About our recent phylogeny and the contribution by "modern" humans (the main or only human ancestors of all humans alive today) to why the lineages of "archaic" humans stopped lengthening

The ÆPT concept "EAVASIVE" covers behavioral human symptoms of CURSES; mainly humankind's wide range of more or less sophisticated cognitive and language-function dependent (or closely associated) actentions.

Facial ticks, more or less complex Tourette type behavioral symptoms are typically also endogenously motivated by CURSES, as are clearly compulsive ideational ways of becoming preoccupied/behaving. 

 

However, CURSES also co-motivate goal directed EAVASIVE behaviors or preoccupations (whether mundane or extraordinarily sophisticated in kind, and whether or not carried out successfully or with constructive or destructive consequences).

With this as a background, it is ÆPT to recognize what is likely to have significantly contributed to the end of archaic human lineages contemporary with our own "modern" human lineage was that our main "modern" ancestors were more potently EAVASIVE — yet not necessarily more technologically and culturally sophisticated.

That is, the EAVASIVEness of archaic humans may have come to differ enough from our "modern human" ancestors in that "the archaics" were significantly more prone to succumb to depression and less capable of being adaptively manic (less ambiadvantageously manic) than our main "modern" ancestors were.

 

In other words, the edge (in EAVASIVEness) our modern human ancestors had over our archaic human cousins manifested as an extra potent (not necessarily more elaborate) staunchness (ability to maintain steadfastness or unflinching fanaticism, of course coupled with a comensurately extra psychological resilience (resistance to becoming anxious and/or listless).

During the period of time when populations of archaic humans gradually shrunk and went extinct they clearly also frequently enough bred with modern humans who went on to become the common ancestors of most non-Africans alive today.

 

It is a fact that archaic humans contributed sufficiently adaptive traits so that some of their genetic recipe still remains as a small but not insignificant portion (roughly from about 1% to 7%) of the genomes of all non-African humans alive today.

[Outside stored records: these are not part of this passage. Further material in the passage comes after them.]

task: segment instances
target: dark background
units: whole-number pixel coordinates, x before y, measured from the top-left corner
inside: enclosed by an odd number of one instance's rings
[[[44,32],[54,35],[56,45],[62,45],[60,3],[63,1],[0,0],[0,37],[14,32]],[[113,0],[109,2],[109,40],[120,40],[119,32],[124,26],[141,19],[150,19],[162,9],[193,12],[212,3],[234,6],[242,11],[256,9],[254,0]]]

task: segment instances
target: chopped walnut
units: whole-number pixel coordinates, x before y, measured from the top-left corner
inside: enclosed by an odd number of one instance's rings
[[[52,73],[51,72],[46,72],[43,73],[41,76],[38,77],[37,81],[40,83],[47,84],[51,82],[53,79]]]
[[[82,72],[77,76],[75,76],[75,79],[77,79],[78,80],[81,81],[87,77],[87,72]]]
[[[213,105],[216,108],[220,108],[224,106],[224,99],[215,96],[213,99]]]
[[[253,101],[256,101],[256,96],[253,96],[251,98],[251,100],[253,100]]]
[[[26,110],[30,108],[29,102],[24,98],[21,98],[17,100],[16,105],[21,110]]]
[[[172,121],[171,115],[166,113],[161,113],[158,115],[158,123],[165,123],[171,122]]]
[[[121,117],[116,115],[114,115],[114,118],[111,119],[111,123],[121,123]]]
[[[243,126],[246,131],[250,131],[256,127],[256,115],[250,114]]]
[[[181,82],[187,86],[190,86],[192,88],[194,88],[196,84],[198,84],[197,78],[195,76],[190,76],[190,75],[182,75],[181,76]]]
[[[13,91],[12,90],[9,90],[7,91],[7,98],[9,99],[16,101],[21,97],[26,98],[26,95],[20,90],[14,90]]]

It is likewise ÆPT to draw the conclusion that our our male "modern human" ancestors contributed to the demise of archaic humans [definitely Neanderthals and Denisovans but almost surely also other now likewise extinct subpopulations/lineages of humans] by raiding and usurping these their contemporary and closest evolutionary cousins.

Even though "romantic encounters" would surely have occurred between some archaic human males and some modern human females it is at least as likely (and ÆPT) to conclude that bride-stealing was not uncommonly associated with these raids on archaics.

Archeological evidence indicates that Neanderthals were no less intelligent (skilled or crafty) than their contemporary modern human cousins. Hence it is ÆPT to conclude that their eventual demise was not insignificantly violently contributed to by modern humans.

 

The ÆPT view is that the way the "moderns" and "archaics" differed genetically would have made the "archaics" both less inclined and less capable (than "moderns") of forming a fanatically focused and murderously motivated fighting force; whether the fighting fitness of the archaic humans were less adaptive in respect of naturally presented opportunities to usurp human neighbors (and obtain their "resources"), or less adaptive in respect of defending against being raided. 

It is obvious that a phenotypic tendency of us humans (no less than of our closest living cousins, the common chimpanzees) to engage in violent inter-tribal competition existed back then and still exists, today.

In support of the ÆPT interpretation of our recent evolution, a known 'DNA-recipe ingredient' that mainly non-Africans have inherited from Neanderthals has been found to correlate with (cause and become expressed as) an increased risk of becoming depressed — i.e. of ending up in a state of listlessness, sadness or paralysing psychoemotional pain.

 

It is of ÆPT importance to note that this particular admixtured of archaic DNA does not predispose to a souped up "manic" state of mind (or a ditto EAVASIVE "actentiveness"). 

 

Another (or perhaps same?) admixtured 'archaic gene' has been found to predispose (or be involved in) addiction to nicotine, so it is likely that our archaic human cousins chewed some leafs or plants that relieved emotional pain and provided them with 'nicotinergic' (or some closely enough related psycnhoactive molecule that protected them against debilitating (mal-adaptive) depression.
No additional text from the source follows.